Author: Josh Bruce, BFI
Facebook is now testing removing the like counter from timeline posts. This follows Instagram’s decision to hide the number of likes for photos and YouTube’s decision to started phasing out exact counts for public-facing subscriber numbers for channels with over 1000 followers.
Instagram tested the feature in Canada initially, before further adding to users in Australia, New Zealand, Italy, Ireland, Brazil and Japan earlier this year. The increase in participating countries indicates that there have been some positive results from the testing on Instagram.
With the Facebook feature, the number of likes on any Facebook post is hidden from all users except the post publisher. You can still click to see exactly who liked the post and see a list of everyone’s reactions, however, the quantity will not be visible.
This feature was first highlighted by app researcher Jane Machun Wong on Twitter.
Facebook’s decision to follow Instagram by testing this feature adds growing confidence to the likelihood of it being implemented across further regions in the near future.
Why Hide Likes?
The idea from Facebook is to prevent users from comparing themselves to others and feeling inadequate if their posts don’t get as many likes.
Facebook has slowly become the platform that is more suited to sharing important life events, as apposed to everyday events. Many of these events receive high like counts and can cause some users to feel self-conscious of their own content and less likely to post content in the future.

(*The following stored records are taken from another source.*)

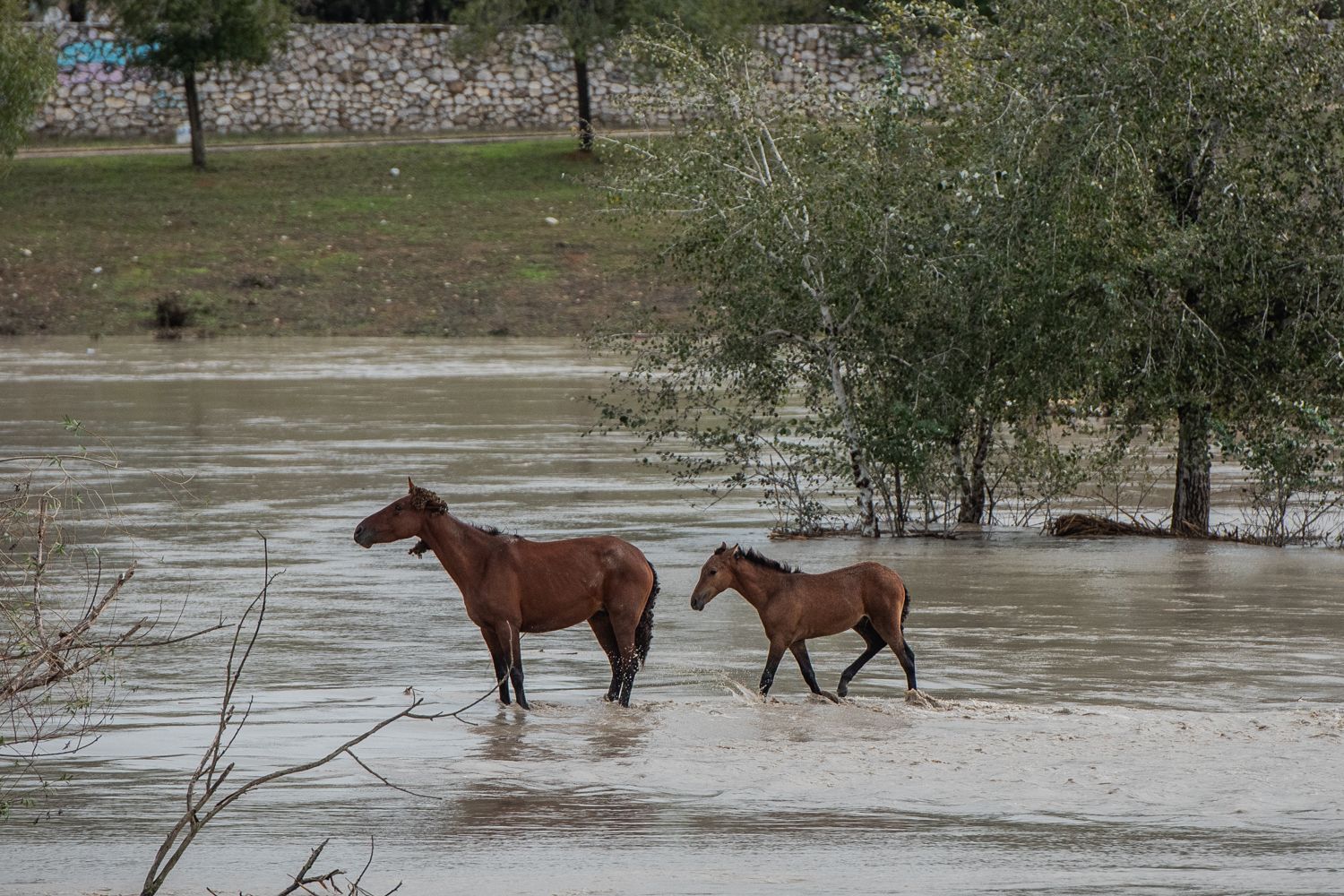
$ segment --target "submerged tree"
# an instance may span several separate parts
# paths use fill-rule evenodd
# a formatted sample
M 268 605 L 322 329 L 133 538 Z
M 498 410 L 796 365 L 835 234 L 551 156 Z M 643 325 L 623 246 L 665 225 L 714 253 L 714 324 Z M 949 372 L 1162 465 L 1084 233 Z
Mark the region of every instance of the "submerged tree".
M 56 79 L 50 42 L 23 27 L 24 4 L 0 0 L 0 172 L 23 142 Z
M 1025 263 L 1082 312 L 1058 322 L 1077 392 L 1176 422 L 1172 529 L 1207 532 L 1215 429 L 1339 412 L 1340 32 L 1292 0 L 887 4 L 884 24 L 954 35 L 946 125 L 1039 208 Z
M 781 465 L 793 484 L 800 469 L 804 480 L 843 469 L 859 528 L 875 536 L 863 382 L 874 317 L 906 274 L 890 247 L 909 224 L 903 160 L 919 159 L 925 137 L 820 83 L 780 94 L 773 60 L 750 50 L 684 39 L 641 48 L 667 73 L 648 113 L 688 114 L 696 137 L 628 145 L 616 196 L 671 219 L 664 257 L 702 298 L 689 328 L 625 347 L 634 364 L 603 416 L 683 473 L 724 472 L 730 485 L 778 489 Z
M 191 124 L 191 164 L 206 167 L 196 77 L 228 66 L 261 66 L 284 44 L 284 0 L 109 0 L 120 38 L 137 64 L 181 78 Z

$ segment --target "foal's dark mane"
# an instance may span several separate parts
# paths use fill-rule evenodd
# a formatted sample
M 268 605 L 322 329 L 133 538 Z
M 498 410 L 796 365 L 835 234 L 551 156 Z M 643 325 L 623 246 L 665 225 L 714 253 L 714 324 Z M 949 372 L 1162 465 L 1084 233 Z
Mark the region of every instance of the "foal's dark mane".
M 738 553 L 738 556 L 742 557 L 743 560 L 750 560 L 758 567 L 765 567 L 766 570 L 774 570 L 777 572 L 788 572 L 790 575 L 794 572 L 802 572 L 802 570 L 800 570 L 798 567 L 789 566 L 788 563 L 780 563 L 778 560 L 771 560 L 763 553 L 757 553 L 751 548 L 742 551 L 741 553 Z

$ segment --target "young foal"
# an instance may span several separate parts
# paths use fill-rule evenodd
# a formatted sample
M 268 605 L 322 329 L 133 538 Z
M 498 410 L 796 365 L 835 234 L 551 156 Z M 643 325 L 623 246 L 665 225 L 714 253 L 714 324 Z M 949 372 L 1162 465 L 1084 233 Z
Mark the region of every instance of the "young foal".
M 562 541 L 528 541 L 462 523 L 429 489 L 411 482 L 405 498 L 392 501 L 355 527 L 355 543 L 372 547 L 419 537 L 417 556 L 433 551 L 462 592 L 466 615 L 481 629 L 508 703 L 513 682 L 523 695 L 519 637 L 555 631 L 587 621 L 612 664 L 607 700 L 630 705 L 634 673 L 653 638 L 653 600 L 659 576 L 637 547 L 601 536 Z
M 910 592 L 900 576 L 880 563 L 856 563 L 843 570 L 809 575 L 784 566 L 755 551 L 719 545 L 704 567 L 691 595 L 691 609 L 703 610 L 714 595 L 734 588 L 761 614 L 770 638 L 770 653 L 761 674 L 761 693 L 770 692 L 774 670 L 785 649 L 798 661 L 802 680 L 812 693 L 839 703 L 839 697 L 817 686 L 808 658 L 808 638 L 820 638 L 853 629 L 868 649 L 844 674 L 836 693 L 843 697 L 849 681 L 868 660 L 887 645 L 906 672 L 906 686 L 915 689 L 915 654 L 906 643 L 905 622 L 910 613 Z

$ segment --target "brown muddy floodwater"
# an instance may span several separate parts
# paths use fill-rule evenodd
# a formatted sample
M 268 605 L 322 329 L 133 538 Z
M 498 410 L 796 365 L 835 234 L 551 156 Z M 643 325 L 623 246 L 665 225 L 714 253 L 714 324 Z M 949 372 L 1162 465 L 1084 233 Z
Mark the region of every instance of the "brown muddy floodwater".
M 1344 892 L 1344 556 L 1153 540 L 766 541 L 750 500 L 692 504 L 581 438 L 606 371 L 564 341 L 9 340 L 0 451 L 66 449 L 70 415 L 133 466 L 195 474 L 116 492 L 140 559 L 121 618 L 185 600 L 235 617 L 270 540 L 271 615 L 243 685 L 237 775 L 316 758 L 415 688 L 454 709 L 489 688 L 452 582 L 356 521 L 410 474 L 460 516 L 550 539 L 638 544 L 663 594 L 636 705 L 599 700 L 586 627 L 524 641 L 531 713 L 493 701 L 403 721 L 359 755 L 259 791 L 192 848 L 168 891 L 278 892 L 308 852 L 403 893 Z M 891 656 L 848 705 L 777 701 L 731 594 L 692 613 L 719 544 L 805 570 L 880 560 L 914 595 L 909 638 L 943 711 L 907 707 Z M 138 892 L 211 736 L 227 638 L 144 654 L 101 740 L 63 770 L 60 814 L 0 823 L 0 893 Z M 814 642 L 824 686 L 857 635 Z M 16 823 L 22 822 L 22 823 Z

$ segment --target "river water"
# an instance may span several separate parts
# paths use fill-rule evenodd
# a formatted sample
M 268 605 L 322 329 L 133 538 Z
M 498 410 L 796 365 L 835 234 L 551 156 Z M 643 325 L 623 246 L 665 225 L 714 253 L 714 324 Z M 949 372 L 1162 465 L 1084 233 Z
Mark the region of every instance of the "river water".
M 358 750 L 418 795 L 348 759 L 271 785 L 206 829 L 165 892 L 278 892 L 324 838 L 317 870 L 351 875 L 372 844 L 379 893 L 1344 892 L 1340 552 L 1020 531 L 769 543 L 750 500 L 706 505 L 629 441 L 582 437 L 606 375 L 564 341 L 0 344 L 0 454 L 69 449 L 69 415 L 120 455 L 81 470 L 121 514 L 97 536 L 105 564 L 140 564 L 120 619 L 237 618 L 266 536 L 280 575 L 239 692 L 238 779 L 323 755 L 407 689 L 457 709 L 491 688 L 433 557 L 351 540 L 407 476 L 509 532 L 620 535 L 663 580 L 629 711 L 599 700 L 586 626 L 528 635 L 532 712 L 487 700 Z M 140 469 L 190 473 L 190 493 Z M 689 609 L 723 540 L 809 571 L 896 568 L 943 708 L 907 705 L 890 654 L 847 705 L 810 697 L 785 657 L 762 703 L 751 607 Z M 125 662 L 132 688 L 43 819 L 0 822 L 0 893 L 138 892 L 211 737 L 227 647 Z M 833 688 L 860 641 L 810 647 Z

Facebook is trying to reduce the feeling of envy that users have towards others, which could manifest itself to a feeling of “why even share if it’s not going to get that many likes and I look unpopular”. It also aims to prevent users from deleting posts that aren’t receiving enough likes.
Instagram said that their motivation behind hiding likes is because they “want your followers to focus on the photos and videos you share, not how many like they get”.
There has been a growing trend of tech companies thinking more about how their products are affecting mental health. Facebook, Apple and Google have all introduced tools designed to limit your screen time amidst scrutiny on the affects of social media on mental health.
Adam Alter, associate professor of marketing and psychology at New York University said that “Each like is a proxy for social approval, so having a post with lots of likes places you higher on the social status ladder than does having fewer or in the worst case, zero likes.”
The decision to hide updates is a move away from making status updates a competition. Mia Garlick, Facebook Australia’s director of policy said that the change was based on feedback from mental health professionals. “We’ve had really positive feedback from a lot of the anti-bullying groups and mental health organizations that we work with,” Garlick said.
What is the Impact?
Hopefully, the changes will help result in a reduction of mental health problems related to social media. Facebook are also hoping for an increase in the quality of content that is produced.
The move could impact the relationship between brands and influencers as brands choose to decide which influencers they want to build relationships with. As influencers are forced into creating better content, brands will need to reevaluate which influencers are creating the best content.
It could also impact how the success of a marketing campaign is measured. There is evidence to suggest that the change could cause an overall reduction in the average number of likes that a post receives, so brands may need to look at different metrics.